With this overview in mind, let’s consider once again the major components of a rhetorical situation:
You! That is, any person who plans to communicate (a speech, essay, blog post, email, letter, poem, billboard, etc.) As the image above suggests, even when taking on simple tasks, writers work within a complex environment, including, for example, your personal interests, age, cultural background, parents, and friends. All might have an impact on your writing.
Audience: Serious writers spend considerable time thinking about how to adjust their writing in order to reach their audience. Like writers, audience members are situated within specific systems of writing and reading, within a particular cultural context, and possessing a range of attitudes and knowledge about the topic under consideration.
[READ MORE] When we talk about audience, we’re talking about people, right?
Purpose: Communication is always goal-oriented, even if you are just swapping silly emails or browsing your Twitter feed.
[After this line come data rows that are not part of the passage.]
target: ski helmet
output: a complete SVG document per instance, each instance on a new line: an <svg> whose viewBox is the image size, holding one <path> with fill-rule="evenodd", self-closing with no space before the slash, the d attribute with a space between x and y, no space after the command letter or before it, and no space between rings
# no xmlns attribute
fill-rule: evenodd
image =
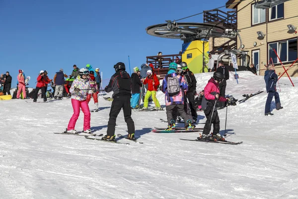
<svg viewBox="0 0 298 199"><path fill-rule="evenodd" d="M213 78L219 82L221 82L224 78L224 75L220 72L216 72L213 74Z"/></svg>
<svg viewBox="0 0 298 199"><path fill-rule="evenodd" d="M89 75L89 71L84 68L79 69L79 77L80 77L81 78L82 78L83 75Z"/></svg>
<svg viewBox="0 0 298 199"><path fill-rule="evenodd" d="M182 68L182 70L187 69L187 64L186 64L185 62L182 62L181 63L180 63L180 65L181 66L181 67Z"/></svg>
<svg viewBox="0 0 298 199"><path fill-rule="evenodd" d="M150 75L152 75L152 71L151 70L148 70L147 71L147 75L149 74Z"/></svg>
<svg viewBox="0 0 298 199"><path fill-rule="evenodd" d="M134 68L134 72L136 72L138 71L140 71L140 69L139 69L139 67L136 66L135 68Z"/></svg>
<svg viewBox="0 0 298 199"><path fill-rule="evenodd" d="M122 62L118 62L114 65L114 68L115 69L115 71L116 72L120 70L125 71L125 65Z"/></svg>
<svg viewBox="0 0 298 199"><path fill-rule="evenodd" d="M175 62L170 63L168 70L169 71L170 70L173 70L175 71L177 71L177 64Z"/></svg>

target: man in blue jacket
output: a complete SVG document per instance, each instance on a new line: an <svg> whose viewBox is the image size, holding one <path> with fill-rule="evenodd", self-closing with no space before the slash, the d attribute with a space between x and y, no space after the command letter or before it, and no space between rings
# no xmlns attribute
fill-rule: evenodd
<svg viewBox="0 0 298 199"><path fill-rule="evenodd" d="M278 76L274 72L274 66L273 64L269 64L267 65L267 70L265 72L265 76L264 76L266 82L266 89L268 93L265 106L265 115L273 115L273 113L271 113L270 110L271 101L272 101L273 96L275 99L276 109L279 110L283 108L283 107L281 105L279 95L276 91L276 82L277 82Z"/></svg>

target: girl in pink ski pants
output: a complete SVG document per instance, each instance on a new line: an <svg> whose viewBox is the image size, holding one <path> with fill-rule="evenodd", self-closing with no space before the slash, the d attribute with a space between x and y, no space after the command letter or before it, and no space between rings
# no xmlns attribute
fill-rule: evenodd
<svg viewBox="0 0 298 199"><path fill-rule="evenodd" d="M75 122L79 115L80 108L84 113L84 130L90 129L90 113L89 106L86 100L79 101L78 100L72 99L72 104L74 108L74 114L71 118L67 130L70 130L74 129Z"/></svg>

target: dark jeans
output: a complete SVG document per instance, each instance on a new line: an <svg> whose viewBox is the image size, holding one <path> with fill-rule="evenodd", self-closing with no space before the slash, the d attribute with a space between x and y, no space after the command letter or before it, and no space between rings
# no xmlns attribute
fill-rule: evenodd
<svg viewBox="0 0 298 199"><path fill-rule="evenodd" d="M34 97L33 97L33 101L36 101L37 100L37 94L38 94L38 92L39 90L41 90L41 96L44 98L44 101L47 100L47 95L46 95L46 88L45 87L36 87L35 88L35 91L34 92Z"/></svg>
<svg viewBox="0 0 298 199"><path fill-rule="evenodd" d="M171 124L171 120L175 121L176 119L176 116L177 115L176 112L179 112L180 116L183 119L184 121L184 124L185 126L187 124L187 120L188 116L184 111L184 104L173 104L165 106L165 110L166 111L166 118L167 119L168 123Z"/></svg>
<svg viewBox="0 0 298 199"><path fill-rule="evenodd" d="M124 120L127 125L128 133L135 133L135 123L131 117L130 96L123 96L114 97L110 110L110 118L108 122L107 135L113 136L115 134L116 119L122 108L123 108Z"/></svg>
<svg viewBox="0 0 298 199"><path fill-rule="evenodd" d="M265 114L271 112L270 109L270 106L271 105L271 101L272 99L274 96L275 99L275 104L276 105L276 108L280 108L281 100L279 99L279 95L275 91L271 91L268 92L268 96L267 96L267 99L266 100L266 105L265 106Z"/></svg>
<svg viewBox="0 0 298 199"><path fill-rule="evenodd" d="M204 126L204 129L203 130L203 134L208 134L210 133L211 125L212 125L212 124L213 124L213 134L217 134L220 132L220 117L219 117L219 114L216 108L214 110L214 112L213 112L213 115L212 115L212 118L211 118L212 111L213 111L213 107L212 103L208 102L207 107L204 110L204 113L205 113L207 120ZM209 125L210 121L211 121L211 123Z"/></svg>
<svg viewBox="0 0 298 199"><path fill-rule="evenodd" d="M198 118L198 114L197 114L197 108L196 107L196 102L195 102L195 96L194 95L194 91L187 93L186 97L188 100L189 107L190 107L190 112L193 119L197 120Z"/></svg>

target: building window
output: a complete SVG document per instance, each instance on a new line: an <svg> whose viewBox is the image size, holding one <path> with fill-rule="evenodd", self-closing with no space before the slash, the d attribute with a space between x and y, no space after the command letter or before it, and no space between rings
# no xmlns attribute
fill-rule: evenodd
<svg viewBox="0 0 298 199"><path fill-rule="evenodd" d="M284 3L269 9L269 21L284 18Z"/></svg>
<svg viewBox="0 0 298 199"><path fill-rule="evenodd" d="M252 24L266 22L266 9L256 8L255 5L252 5Z"/></svg>
<svg viewBox="0 0 298 199"><path fill-rule="evenodd" d="M280 63L273 49L275 49L282 62L295 61L298 57L297 39L268 44L268 63L272 63L273 62L274 64Z"/></svg>

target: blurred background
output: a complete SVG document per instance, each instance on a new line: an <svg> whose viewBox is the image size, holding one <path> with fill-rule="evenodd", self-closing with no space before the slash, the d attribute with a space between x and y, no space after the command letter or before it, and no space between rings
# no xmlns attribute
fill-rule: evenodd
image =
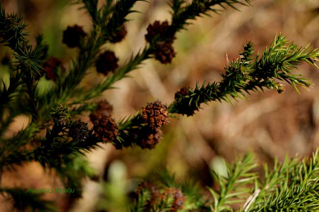
<svg viewBox="0 0 319 212"><path fill-rule="evenodd" d="M100 0L101 5L103 0ZM138 2L134 9L141 13L130 15L125 40L104 48L115 51L123 64L132 54L145 45L144 35L150 23L170 21L166 0ZM42 33L49 45L49 54L61 59L67 66L76 50L62 43L62 32L69 25L78 24L86 31L91 24L79 5L64 0L3 0L7 12L21 14L28 24L29 39ZM163 65L150 59L131 72L131 78L116 83L117 88L106 91L97 100L106 98L114 108L119 120L134 114L147 102L159 99L169 104L174 94L183 86L193 87L196 82L219 81L229 59L236 59L242 45L251 40L256 51L268 47L275 35L282 33L288 39L305 47L311 43L319 47L319 2L318 0L256 0L252 7L238 5L240 12L227 10L212 17L191 21L177 35L174 47L177 52L171 64ZM7 49L1 47L2 57ZM103 76L95 68L83 85L91 87ZM47 194L56 201L59 212L126 211L127 194L133 190L143 178L156 178L157 169L167 168L178 179L198 182L201 186L213 185L210 169L224 171L222 159L230 162L235 154L253 151L261 164L272 164L275 157L281 161L290 157L309 156L319 146L319 70L308 65L300 66L296 73L305 74L314 84L310 91L300 88L299 95L292 86L279 94L276 91L253 93L247 99L210 102L193 117L170 118L163 129L163 139L154 150L138 147L116 150L110 144L88 154L89 164L100 182L83 182L83 197L71 200L62 194ZM45 90L52 82L41 79ZM283 83L286 85L287 84ZM89 121L87 117L81 120ZM10 127L7 136L27 123L21 117ZM89 121L90 127L92 123ZM16 172L3 173L5 186L29 188L63 188L53 173L45 172L37 163L17 167ZM76 189L76 188L75 188ZM0 211L11 211L9 205L0 202Z"/></svg>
The purposes for which you will write in this course, arguably of more importance, should remain uppermost in your mind as you read, research, and write. Remain focused on purpose! What change in the world do you hope to make? How do you hope to impact your readers? Do you intend to persuade? To inform? To entertain? To instruct? To inspire? What kinds of evidence are available and likely to be convincing? In what genre should you write? hat approach will have the intended impact on your audience at this moment in time? Staying focused on your purpose can help you effectively answer these and other important questions.
Multiple Contexts: The context of your rhetorical situation can be simply conceived, for example, as the occasion for which you write, whether for a class or for professional reasons as part of your job or career. You might also consider your deadline to be part of your immediate context. How much time you have to work each day; your knowledge about your topic; your attitude about the topic; the stakes for success or failure in your writing (how much it matters, that is); how success or failure will be defined—these dynamics and many others might be part of your immediate context.
Broader social and cultural contexts will factor into any rhetorical situation. You may or may not share a set of social values with your audience. If the focus of the writing is controversial, differences and similarities in value systems can be all the more impactful. Recent events locally, nationally or internationally might bring to light new information that will influence what you write or how your audience will read about any given topic or issue. The culture of a particular institution, such as a university or a profession, can influence how you approach topics or interact with an audience. Of course your own culturally and socially determined attitudes as well as your sense of cultural or social identity will also likely influence your approach to the issue about which you write as well as your way of thinking about your audience.
Topic: Topic is the most general category for thinking about a writer’s focus, that is, her subject matter, what she wants to write about. Scholars often think in terms of the questionor problem at the center of their writing. More socially engaged writers might understand themselves as writing about an issue. A writer might be exploring the general topic of music therapy with a more specific focus on the issue of an innovative new approach in music therapy. Or, a writer might be addressing the problem of insurance companies refusing to pay for music therapy. Within this context, a writer might work with the purpose of convincing an audience that music therapy should be covered by insurance.